I definitely have to agree, that the complaints voiced above, have to do far more with poor servicing and / or tuning, than the nature of the regulators themselves. Mine don't free-flow, regardless of the tank pressure, though I am not in the habit of completely draining one; and I've never had a wet breathing experience, regardless of my position in the water column.

Last year, I took a decades-long Scubapro stalwart out for a dive in Carmel; and he experienced a unforeseen free-flow problem with his second stage, upon pressurizing it; so I loaned him some redundant gear I had on hand. He dove with Jetstreams for the first time; was taken aback at how nicely they breathed; and bought a set within ten days of that dive . . .
 
They are a lovely breath once you get used to them. They are not good on an empty cylinder, you need gas to inflate the 'condom' in the second stage. They are also better deep than shallow.

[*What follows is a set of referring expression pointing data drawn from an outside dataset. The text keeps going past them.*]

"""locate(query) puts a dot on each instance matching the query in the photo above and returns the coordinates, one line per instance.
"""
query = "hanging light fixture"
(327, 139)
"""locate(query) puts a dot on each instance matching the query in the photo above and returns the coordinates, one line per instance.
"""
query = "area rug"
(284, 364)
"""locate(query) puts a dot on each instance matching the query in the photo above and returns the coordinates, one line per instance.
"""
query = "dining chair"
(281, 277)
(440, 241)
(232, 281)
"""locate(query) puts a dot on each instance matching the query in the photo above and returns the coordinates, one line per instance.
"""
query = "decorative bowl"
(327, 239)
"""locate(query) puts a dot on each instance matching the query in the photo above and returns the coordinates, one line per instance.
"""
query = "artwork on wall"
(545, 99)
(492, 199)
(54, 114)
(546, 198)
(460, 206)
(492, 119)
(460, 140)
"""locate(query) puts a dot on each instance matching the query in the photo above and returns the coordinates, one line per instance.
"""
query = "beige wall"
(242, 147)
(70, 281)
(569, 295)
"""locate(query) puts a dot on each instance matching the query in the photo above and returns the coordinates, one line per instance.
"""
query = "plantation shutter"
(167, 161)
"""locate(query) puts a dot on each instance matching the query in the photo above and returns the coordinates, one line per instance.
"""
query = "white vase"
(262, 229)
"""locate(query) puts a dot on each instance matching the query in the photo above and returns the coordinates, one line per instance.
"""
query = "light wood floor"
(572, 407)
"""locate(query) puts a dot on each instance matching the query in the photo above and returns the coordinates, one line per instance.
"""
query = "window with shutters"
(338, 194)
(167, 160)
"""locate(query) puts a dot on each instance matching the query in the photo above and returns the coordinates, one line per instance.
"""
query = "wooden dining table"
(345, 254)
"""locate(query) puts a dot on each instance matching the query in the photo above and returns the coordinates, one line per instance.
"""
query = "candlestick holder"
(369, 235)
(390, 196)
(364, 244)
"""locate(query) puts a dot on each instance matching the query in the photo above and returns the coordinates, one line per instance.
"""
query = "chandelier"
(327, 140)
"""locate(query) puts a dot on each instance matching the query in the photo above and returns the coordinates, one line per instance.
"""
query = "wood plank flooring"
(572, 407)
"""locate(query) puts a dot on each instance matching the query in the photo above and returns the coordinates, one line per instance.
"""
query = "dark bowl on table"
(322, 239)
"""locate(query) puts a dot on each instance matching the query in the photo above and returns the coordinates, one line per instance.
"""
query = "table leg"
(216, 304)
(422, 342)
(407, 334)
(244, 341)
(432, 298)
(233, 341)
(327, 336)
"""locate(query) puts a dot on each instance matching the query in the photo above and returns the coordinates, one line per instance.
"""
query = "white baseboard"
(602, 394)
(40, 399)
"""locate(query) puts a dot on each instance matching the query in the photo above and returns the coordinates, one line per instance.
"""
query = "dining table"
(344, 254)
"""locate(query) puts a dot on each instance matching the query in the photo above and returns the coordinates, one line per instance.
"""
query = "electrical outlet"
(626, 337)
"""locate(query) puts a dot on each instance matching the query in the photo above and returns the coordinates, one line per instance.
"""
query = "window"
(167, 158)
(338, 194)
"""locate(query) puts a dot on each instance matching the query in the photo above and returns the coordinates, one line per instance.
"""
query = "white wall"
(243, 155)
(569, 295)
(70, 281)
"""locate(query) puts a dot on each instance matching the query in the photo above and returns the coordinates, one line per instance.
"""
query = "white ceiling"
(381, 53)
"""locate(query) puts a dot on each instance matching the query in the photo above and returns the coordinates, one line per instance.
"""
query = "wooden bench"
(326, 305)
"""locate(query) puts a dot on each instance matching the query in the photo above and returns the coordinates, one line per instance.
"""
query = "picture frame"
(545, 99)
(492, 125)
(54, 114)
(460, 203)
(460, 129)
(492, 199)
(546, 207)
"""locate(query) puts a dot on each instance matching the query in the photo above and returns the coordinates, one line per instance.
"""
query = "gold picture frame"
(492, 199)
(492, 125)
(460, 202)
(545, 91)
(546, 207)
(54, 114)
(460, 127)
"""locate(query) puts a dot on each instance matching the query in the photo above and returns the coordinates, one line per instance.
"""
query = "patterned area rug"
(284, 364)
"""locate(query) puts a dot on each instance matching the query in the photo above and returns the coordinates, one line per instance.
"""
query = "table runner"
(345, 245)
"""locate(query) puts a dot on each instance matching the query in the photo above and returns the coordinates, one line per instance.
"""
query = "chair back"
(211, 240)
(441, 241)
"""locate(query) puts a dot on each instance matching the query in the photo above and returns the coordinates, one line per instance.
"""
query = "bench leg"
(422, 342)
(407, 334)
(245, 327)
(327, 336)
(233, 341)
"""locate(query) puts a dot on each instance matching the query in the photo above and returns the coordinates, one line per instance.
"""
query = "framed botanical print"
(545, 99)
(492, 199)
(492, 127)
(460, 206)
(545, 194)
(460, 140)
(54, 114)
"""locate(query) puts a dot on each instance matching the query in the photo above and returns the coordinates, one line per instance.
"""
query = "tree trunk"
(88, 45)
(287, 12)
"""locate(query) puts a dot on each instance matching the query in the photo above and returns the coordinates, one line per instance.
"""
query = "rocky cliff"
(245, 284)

I look forward to your feedback once you have played with them a little. :)

Update: I used these regs on my recent Bonaire trip. I'm now a fan. They're right up there in rotation with the other regs I grab for trips like my beloved Mk5/109s and Conshelfs.
 
Update: I used these regs on my recent Bonaire trip. I'm now a fan. They're right up there in rotation with the other regs I grab for trips like my beloved Mk5/109s and Conshelfs.

As I previously said, I use Cyclons, rather than Jetstreams

As a user, how you got on with purging the Jetstreams in the water?